For Volta, she didn’t stop with Corsano and Chippendale : the international cast also includes the African collective Konono N°1, Malian kora player Toumani Diabaté, Chinese pipa player Min Xiao-Fen, and a ten-piece, all-female, all-Icelandic brass section. Long-term collaborator Mark Bell (of LFO fame) co-produces a track and adds various instruments, while the voice of Antony of Antony And The Johnsons features heavily. Another collaborator is hip-hop producer Timbaland (Jay-Z, Missy Elliott, Gwen Stefani), who co-produced two tracks.

“I think because I do spend a lot of my time on my own and just write, I would say 90 per cent of this record is a solitary thing. It’s like an author writing a book, especially with no computers. What I did with both Antony and Timbaland, we would spend very little time together recording them and then I would go and spend weeks and months in an editing room arranging them and adding instruments on top of them.

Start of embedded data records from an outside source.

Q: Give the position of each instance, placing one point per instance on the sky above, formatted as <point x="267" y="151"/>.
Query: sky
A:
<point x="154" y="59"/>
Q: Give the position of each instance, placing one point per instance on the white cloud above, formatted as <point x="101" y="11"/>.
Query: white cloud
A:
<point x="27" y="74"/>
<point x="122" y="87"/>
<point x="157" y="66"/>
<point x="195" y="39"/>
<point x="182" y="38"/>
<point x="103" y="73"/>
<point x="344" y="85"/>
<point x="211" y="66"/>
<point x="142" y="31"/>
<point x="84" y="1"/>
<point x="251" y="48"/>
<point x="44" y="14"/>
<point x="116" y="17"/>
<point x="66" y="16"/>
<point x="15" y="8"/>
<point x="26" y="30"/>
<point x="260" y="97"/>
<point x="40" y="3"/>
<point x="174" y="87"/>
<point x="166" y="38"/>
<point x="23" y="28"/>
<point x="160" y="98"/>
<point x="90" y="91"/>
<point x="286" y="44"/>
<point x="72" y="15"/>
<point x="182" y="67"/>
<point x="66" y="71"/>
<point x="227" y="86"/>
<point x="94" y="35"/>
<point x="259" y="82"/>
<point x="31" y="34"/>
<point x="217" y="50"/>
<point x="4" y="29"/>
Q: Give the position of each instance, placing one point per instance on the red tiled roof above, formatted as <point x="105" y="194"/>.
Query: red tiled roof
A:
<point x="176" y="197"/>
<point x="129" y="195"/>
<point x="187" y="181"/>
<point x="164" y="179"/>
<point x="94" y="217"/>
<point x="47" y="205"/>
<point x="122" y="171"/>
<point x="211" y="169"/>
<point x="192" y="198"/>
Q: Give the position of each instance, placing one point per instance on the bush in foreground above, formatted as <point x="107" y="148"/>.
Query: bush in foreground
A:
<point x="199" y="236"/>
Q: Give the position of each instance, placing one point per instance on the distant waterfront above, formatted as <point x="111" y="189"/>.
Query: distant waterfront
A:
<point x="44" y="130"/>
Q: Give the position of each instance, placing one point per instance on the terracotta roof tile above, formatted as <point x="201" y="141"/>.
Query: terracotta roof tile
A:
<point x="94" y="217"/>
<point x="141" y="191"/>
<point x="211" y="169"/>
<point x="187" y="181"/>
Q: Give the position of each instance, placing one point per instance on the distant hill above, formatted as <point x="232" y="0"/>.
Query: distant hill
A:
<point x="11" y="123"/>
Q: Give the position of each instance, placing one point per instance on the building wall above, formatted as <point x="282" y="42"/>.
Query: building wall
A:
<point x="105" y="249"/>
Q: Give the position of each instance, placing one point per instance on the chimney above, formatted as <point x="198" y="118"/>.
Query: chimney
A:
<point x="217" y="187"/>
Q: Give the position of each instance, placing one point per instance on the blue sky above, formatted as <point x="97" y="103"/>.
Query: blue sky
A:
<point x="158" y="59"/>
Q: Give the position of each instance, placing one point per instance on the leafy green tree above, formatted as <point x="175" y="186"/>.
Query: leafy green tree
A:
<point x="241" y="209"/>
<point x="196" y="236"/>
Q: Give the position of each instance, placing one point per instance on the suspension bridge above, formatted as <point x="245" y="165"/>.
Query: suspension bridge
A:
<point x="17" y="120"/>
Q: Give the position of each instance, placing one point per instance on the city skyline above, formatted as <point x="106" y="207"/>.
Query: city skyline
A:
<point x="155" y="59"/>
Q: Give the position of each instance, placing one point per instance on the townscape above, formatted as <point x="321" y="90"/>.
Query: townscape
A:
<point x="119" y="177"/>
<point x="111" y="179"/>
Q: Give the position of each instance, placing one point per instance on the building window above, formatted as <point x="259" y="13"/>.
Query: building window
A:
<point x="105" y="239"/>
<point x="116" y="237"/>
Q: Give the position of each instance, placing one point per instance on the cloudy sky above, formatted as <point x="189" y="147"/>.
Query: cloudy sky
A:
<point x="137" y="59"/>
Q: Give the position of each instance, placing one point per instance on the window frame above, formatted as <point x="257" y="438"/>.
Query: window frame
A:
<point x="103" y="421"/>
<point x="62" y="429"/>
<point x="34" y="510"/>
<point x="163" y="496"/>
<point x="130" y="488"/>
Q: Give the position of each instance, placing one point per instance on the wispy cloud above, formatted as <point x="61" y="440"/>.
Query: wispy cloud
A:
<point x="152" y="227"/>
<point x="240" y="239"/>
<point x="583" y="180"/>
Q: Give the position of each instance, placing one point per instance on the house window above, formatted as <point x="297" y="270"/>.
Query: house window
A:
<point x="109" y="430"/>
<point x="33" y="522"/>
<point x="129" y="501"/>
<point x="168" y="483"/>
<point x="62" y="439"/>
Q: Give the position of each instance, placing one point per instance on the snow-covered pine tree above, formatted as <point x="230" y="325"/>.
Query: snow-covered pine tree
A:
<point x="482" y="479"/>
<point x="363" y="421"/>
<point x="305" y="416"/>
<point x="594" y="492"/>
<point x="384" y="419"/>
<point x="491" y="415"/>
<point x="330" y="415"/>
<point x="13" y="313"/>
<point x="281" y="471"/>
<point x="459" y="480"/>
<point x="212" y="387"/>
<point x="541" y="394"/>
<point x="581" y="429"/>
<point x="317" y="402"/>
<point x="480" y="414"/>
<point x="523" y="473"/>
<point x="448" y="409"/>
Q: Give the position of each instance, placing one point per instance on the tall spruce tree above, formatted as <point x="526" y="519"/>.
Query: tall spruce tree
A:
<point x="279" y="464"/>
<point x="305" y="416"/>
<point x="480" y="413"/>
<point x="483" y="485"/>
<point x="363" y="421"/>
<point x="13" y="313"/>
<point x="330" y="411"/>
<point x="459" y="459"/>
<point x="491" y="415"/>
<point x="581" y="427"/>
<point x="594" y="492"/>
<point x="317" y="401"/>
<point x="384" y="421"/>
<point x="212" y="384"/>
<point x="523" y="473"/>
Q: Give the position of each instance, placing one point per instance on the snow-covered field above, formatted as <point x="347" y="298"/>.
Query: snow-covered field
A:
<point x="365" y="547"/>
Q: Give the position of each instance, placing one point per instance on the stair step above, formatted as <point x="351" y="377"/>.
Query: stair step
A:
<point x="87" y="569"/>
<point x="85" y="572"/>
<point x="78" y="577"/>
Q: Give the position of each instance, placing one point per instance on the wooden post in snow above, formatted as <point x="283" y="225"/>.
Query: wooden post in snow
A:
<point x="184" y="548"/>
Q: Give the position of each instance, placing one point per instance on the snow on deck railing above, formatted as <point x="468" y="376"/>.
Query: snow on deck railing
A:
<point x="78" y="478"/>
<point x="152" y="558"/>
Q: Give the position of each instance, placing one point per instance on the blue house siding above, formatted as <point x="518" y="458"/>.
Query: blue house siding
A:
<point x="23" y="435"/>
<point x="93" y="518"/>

“As much as I would like to say I’m really blessed and lucky that I can collaborate with people, and I would like collaborations to be ‘let’s you and me meet as equals’, I think… that it wouldn’t work. I have to spend a lot of time creating the skeleton and the muscles so the collaborations have a home and can stick to something. I’ve always been the sort of person who likes extremes. So I like a lot of solitude and I like to work with people when I merge with them… so it’s a bit of both.”

How did the collaborations with Antony and Timbaland come about ?

“With Antony it was quite organic ’cause we have mutual friends and I heard about him a few years ago and it sort of became almost gradual until it was like, ‘Shall we do something, then ?’ and then he was in Iceland doing a concert and we went to a cabin in the mountains and the first time we didn’t even know what we wanted to do. I didn’t want to prepare anything because I thought we should just meet on equal ground.

“With Timbaland it was completely different. I know I spend a lot of time in interviews talking about long distance collaborations and how it has to be organic for me, but the Timbaland thing has to be a bit of an exception for me because we wrote those songs a year ago and after that his life got incredibly busy. He went and did the Justin Timberlake thing and the Nelly Furtado thing and he was off doing TV performances with them in Japan and just didn’t have a lot of time, so I ended up finishing the songs myself which wasn’t a bad thing. I felt honoured that he trusted me. I don’t think he’s done that with anyone else.

“He’s not a close friend but there’s been a mutual admiration. He did sample my song ‘Yorka’, like, 11 years ago and made a track out of it and talked a lot about how much he loved ‘Venus As A Boy’. It had Indian strings in it, which he really liked, and there’s been talk through the years of us doing stuff and it never really happened. I guess I was ready now to do a fully bloody uptempo tribal album so this seemed to be the time. But as different as we are, we do have things in common.

“And it was interesting going into the studio and in three hours we had seven songs or something. I thought, ‘I’ve never worked like this - how fast !’. And he said to me, ‘I’ve never worked like this - how fast !’.”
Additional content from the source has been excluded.